Proteção Contra Dívidas Fiscais e o Compliance Contínuo

proteção do capital contra passivos fiscais exige uma gestão de compliance rigorosa e a organização dos ativos em estruturas que não permitam a fácil penhora. Débitos tributários não quitados ou a fraude à execução são os caminhos mais diretos para que o Fisco tente atingir o patrimônio pessoal dos sócios e ex-administradores.

O Risco da Sucessão Empresarial e a Distribuição de Lucros

A separação dos ativos deve ser complementada por uma gestão fiscal transparente. A falha na entrega de obrigações acessórias ou o desvio de recursos em favor dos sócios (como a distribuição de lucros disfarçada de despesas) pode configurar infração à lei e justificar o pedido de Desconsideração da Personalidade Jurídica por parte da Procuradoria Geral da Fazenda Nacional (PGFN). A proteção é mais forte quando os ativos pessoais estão formalmente segregados e quando a empresa operacional mantém um histórico de compliance.

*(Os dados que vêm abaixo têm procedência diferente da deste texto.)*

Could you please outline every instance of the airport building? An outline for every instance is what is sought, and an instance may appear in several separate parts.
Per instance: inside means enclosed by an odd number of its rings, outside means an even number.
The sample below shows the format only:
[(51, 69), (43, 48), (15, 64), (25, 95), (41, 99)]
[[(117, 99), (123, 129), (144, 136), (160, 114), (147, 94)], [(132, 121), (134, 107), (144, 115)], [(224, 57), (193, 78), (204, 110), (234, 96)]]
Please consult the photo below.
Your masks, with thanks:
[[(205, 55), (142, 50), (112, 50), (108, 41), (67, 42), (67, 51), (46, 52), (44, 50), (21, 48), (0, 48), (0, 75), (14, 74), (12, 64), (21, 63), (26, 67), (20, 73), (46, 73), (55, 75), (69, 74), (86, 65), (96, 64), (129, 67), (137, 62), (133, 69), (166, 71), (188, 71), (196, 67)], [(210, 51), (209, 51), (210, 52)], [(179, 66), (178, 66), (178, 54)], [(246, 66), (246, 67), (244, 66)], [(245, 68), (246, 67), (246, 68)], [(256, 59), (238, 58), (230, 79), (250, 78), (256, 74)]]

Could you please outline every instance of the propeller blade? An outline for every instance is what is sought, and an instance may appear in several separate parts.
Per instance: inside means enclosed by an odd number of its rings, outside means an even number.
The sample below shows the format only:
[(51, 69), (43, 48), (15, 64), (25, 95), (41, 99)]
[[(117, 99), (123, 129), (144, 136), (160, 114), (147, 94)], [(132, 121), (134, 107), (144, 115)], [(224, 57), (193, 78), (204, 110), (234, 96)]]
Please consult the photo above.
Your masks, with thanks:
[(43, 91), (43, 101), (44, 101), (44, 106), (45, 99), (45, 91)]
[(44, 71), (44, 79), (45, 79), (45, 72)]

Ademais, no contexto de transações de M&A ou sucessão de empresas, a legislação prevê a responsabilidade tributária sucessória para o adquirente, em certos casos, o que exige a realização de uma diligência prévia (Due Diligence) fiscal rigorosa. O mecanismo de proteção é mais efetivo quando os valores distribuídos aos sócios a título de lucros e dividendos são legítimos (comprovados por balanços e DRE) e não mascaram a retirada de capital que deveria ser usado para pagar tributos. Planejamento é legal; fraude é anulação e punição.